Bridging Model Size and Specialization: The demonstration that compact, fine-tuned models outperform vastly larger generalists underlines the leverage of targeted adaptation for domain- and task-specific policy communication.
Potential for Rapid Response Policy Support: By automating the cognition, condensation, and communication stages, Sci2Pol-Bench provides the machinery for timely, robust, and accurate policy brief generation from evolving scientific evidence.

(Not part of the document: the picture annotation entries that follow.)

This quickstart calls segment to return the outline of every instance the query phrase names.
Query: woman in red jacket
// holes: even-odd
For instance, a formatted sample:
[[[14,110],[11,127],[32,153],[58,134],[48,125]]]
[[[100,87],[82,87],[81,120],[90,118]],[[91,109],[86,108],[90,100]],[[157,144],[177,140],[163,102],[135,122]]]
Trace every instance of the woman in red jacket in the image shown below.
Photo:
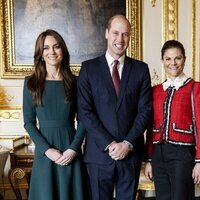
[[[145,175],[155,182],[157,200],[193,200],[194,184],[200,183],[200,83],[183,72],[186,56],[180,42],[165,42],[161,58],[167,80],[153,87]]]

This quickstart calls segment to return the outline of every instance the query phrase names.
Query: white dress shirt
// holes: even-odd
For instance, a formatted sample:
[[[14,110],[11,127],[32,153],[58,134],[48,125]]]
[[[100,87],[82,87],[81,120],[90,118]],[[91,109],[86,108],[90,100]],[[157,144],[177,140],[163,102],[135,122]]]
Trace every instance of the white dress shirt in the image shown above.
[[[167,77],[167,80],[162,83],[163,90],[166,91],[168,87],[175,87],[176,90],[178,90],[181,86],[184,85],[184,82],[187,80],[187,76],[182,73],[178,77],[176,77],[174,80]]]

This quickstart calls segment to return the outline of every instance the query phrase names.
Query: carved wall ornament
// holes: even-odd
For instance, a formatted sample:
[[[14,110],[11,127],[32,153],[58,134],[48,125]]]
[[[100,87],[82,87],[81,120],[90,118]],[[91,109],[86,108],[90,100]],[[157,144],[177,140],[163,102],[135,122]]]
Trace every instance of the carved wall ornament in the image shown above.
[[[156,6],[156,0],[150,0],[150,2],[151,2],[151,6],[152,6],[152,7],[155,7],[155,6]]]

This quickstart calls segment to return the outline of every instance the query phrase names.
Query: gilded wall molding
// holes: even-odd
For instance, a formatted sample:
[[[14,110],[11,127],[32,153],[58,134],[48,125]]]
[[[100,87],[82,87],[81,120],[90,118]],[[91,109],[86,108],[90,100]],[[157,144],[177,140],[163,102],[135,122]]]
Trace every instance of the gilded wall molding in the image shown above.
[[[0,122],[1,121],[19,121],[21,117],[21,106],[8,107],[0,106]]]
[[[127,50],[128,56],[135,59],[142,59],[142,1],[126,1],[126,17],[131,23],[130,45]]]
[[[191,77],[195,78],[195,66],[196,66],[196,0],[192,0],[192,36],[191,36]]]
[[[155,7],[156,6],[156,0],[150,0],[151,6]]]
[[[178,38],[178,0],[163,0],[163,43]]]
[[[163,0],[162,43],[178,38],[178,0]],[[162,70],[162,79],[166,79]]]

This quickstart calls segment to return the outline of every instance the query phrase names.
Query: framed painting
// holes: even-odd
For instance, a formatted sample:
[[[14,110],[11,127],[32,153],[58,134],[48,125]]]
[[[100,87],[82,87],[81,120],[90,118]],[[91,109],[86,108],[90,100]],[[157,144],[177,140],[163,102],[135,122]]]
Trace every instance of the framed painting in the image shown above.
[[[69,49],[70,66],[78,74],[81,62],[103,54],[107,20],[126,15],[132,26],[127,54],[141,59],[140,0],[0,0],[1,76],[23,78],[33,71],[37,36],[59,32]]]

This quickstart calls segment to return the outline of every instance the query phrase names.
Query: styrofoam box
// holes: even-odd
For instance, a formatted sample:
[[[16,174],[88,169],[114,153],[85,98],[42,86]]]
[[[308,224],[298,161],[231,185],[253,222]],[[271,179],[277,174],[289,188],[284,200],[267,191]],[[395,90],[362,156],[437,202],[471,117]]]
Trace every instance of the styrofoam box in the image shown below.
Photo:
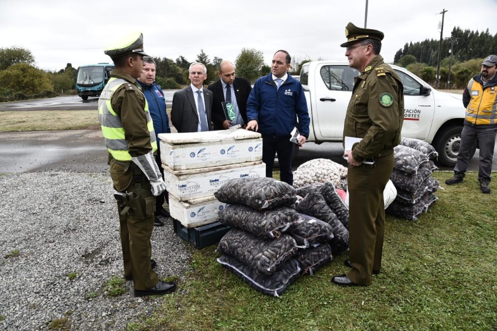
[[[266,165],[262,161],[187,170],[172,170],[164,165],[162,167],[167,192],[180,201],[212,195],[230,179],[266,175]]]
[[[239,129],[161,134],[161,161],[173,170],[225,166],[262,159],[260,134]]]
[[[169,196],[169,212],[171,216],[186,228],[195,228],[216,221],[219,211],[226,207],[214,195],[187,201],[180,201]]]

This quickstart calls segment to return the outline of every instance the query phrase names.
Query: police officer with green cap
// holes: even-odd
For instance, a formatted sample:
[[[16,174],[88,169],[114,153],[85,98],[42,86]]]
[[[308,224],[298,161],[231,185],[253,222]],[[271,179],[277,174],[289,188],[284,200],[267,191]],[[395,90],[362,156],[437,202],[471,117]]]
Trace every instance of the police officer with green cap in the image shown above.
[[[157,150],[148,104],[135,79],[143,68],[143,35],[136,32],[107,47],[115,69],[98,100],[98,119],[109,154],[119,213],[124,276],[135,296],[162,295],[176,288],[152,270],[150,238],[155,201],[166,189],[154,152]]]
[[[404,121],[402,82],[379,55],[383,33],[349,23],[345,56],[359,71],[347,108],[345,137],[362,138],[345,151],[348,170],[349,259],[346,274],[331,281],[343,286],[368,285],[380,272],[385,231],[383,191],[394,167],[394,147]],[[367,164],[365,161],[373,162]]]

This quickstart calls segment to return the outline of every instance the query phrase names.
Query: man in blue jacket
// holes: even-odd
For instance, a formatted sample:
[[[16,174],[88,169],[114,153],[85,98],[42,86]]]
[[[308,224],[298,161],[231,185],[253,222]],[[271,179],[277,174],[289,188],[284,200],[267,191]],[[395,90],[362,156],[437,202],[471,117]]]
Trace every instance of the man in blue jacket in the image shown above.
[[[158,165],[161,165],[161,140],[157,136],[159,133],[170,133],[171,129],[169,127],[169,117],[166,110],[166,98],[161,86],[155,81],[156,67],[154,59],[150,57],[143,58],[143,69],[140,77],[137,79],[137,83],[142,86],[142,90],[147,99],[149,104],[149,110],[150,116],[152,118],[154,123],[154,130],[156,133],[156,138],[157,139],[157,154],[156,155],[156,162]],[[159,166],[159,169],[164,176],[164,169]],[[156,212],[155,222],[154,225],[156,227],[162,227],[164,223],[157,217],[158,215],[165,217],[169,217],[170,215],[163,206],[165,200],[167,200],[168,195],[167,191],[156,197]]]
[[[293,185],[292,131],[300,132],[298,145],[309,138],[309,118],[307,102],[300,82],[288,75],[291,57],[280,50],[273,56],[271,73],[258,79],[247,101],[247,130],[262,135],[262,161],[266,164],[266,177],[272,177],[274,157],[278,153],[280,178]],[[298,117],[298,123],[297,118]]]

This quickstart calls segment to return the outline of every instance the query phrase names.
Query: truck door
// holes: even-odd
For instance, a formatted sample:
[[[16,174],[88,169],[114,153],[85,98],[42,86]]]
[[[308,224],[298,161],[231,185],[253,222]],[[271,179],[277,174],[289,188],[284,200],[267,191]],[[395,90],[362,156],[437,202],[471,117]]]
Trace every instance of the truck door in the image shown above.
[[[314,115],[317,120],[314,121],[314,131],[317,140],[341,140],[354,78],[358,76],[359,72],[346,65],[323,64],[317,67]]]
[[[428,137],[434,115],[435,100],[433,93],[423,89],[424,85],[416,80],[412,74],[397,69],[395,71],[404,85],[404,121],[402,125],[402,137],[424,140]]]

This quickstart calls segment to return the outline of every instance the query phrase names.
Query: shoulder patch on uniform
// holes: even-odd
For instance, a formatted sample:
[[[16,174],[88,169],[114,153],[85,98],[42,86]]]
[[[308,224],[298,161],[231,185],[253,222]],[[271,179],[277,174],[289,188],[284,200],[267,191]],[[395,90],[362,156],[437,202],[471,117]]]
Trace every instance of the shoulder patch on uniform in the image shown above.
[[[380,95],[380,104],[383,107],[390,107],[394,103],[394,98],[389,93],[385,92]]]
[[[126,92],[134,91],[135,89],[133,88],[133,84],[131,83],[124,83],[124,88],[126,88]]]

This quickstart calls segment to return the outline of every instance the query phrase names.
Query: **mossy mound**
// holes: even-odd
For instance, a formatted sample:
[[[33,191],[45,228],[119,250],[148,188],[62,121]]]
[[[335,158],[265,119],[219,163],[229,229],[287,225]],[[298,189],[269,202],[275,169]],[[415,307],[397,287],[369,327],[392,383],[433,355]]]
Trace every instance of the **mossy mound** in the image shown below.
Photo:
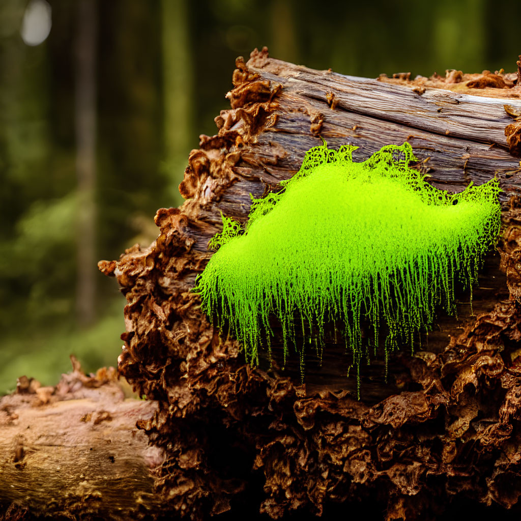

6. Relation to Broader Benchmarking Initiatives and Methodological Significance

Sci2Pol-Bench shares methodological DNA with wider scientific benchmarking efforts, such as protocol control in nonequilibrium statistical mechanics (e.g., NESTbench25 (Whitelam et al., 18 Jun 2025)) and robust dataset partitioning for ML (e.g., BenchMake (Barnard, 29 Jun 2025)). Key points of intersection include:

Systematic Partitioning and Evaluation: The emphasis on rigorous, reproducible benchmarking splits and evaluation metrics aligns with approaches introduced in BenchMake, although Sci2Pol-Bench focuses on textual and policy modalities rather than multimodal edge case coverage.
Grounding in Real-World Application: Like NESTbench25, which offers interpretable targets and analytic optima against which algorithmic performance may be evaluated, Sci2Pol-Bench provides expert references and judge models for the policy brief task, ensuring real-world relevance and actionable validation.
Modularity and Extensibility: The task and metric taxonomy of Sci2Pol-Bench provides a scalable template for future benchmarks targeting translation of other specialized scientific outputs into actionable forms beyond policy (e.g., regulatory, clinical, or technical briefs).

7. Outlook and Impact

Sci2Pol-Bench represents the first systematic effort to operationalize the evaluation and targeted improvement of LLMs for science-to-policy translation at scale (Wu et al., 25 Sep 2025):

It enables controlled, replicable progress in the fidelity and utility of LLM-generated policy outputs, opening new research directions in controllable generation, factuality, and evidence-based communication.
The innovations in automated evaluation, dataset construction, and fine-tuning protocol serve as reference points for future benchmarks at the science–society interface.
By demonstrating that policy-grade outputs can emerge from targeted adaptation rather than sheer parameter scaling, Sci2Pol-Bench provides a paradigm for efficient, practicable deployment of AI in evidence-based decision processes.

A plausible implication is the emergence of semi-automated, expert-validated pipelines for critical science-to-policy tasks across domains—enabling rapid, reliable knowledge transfer in contexts of urgent societal need.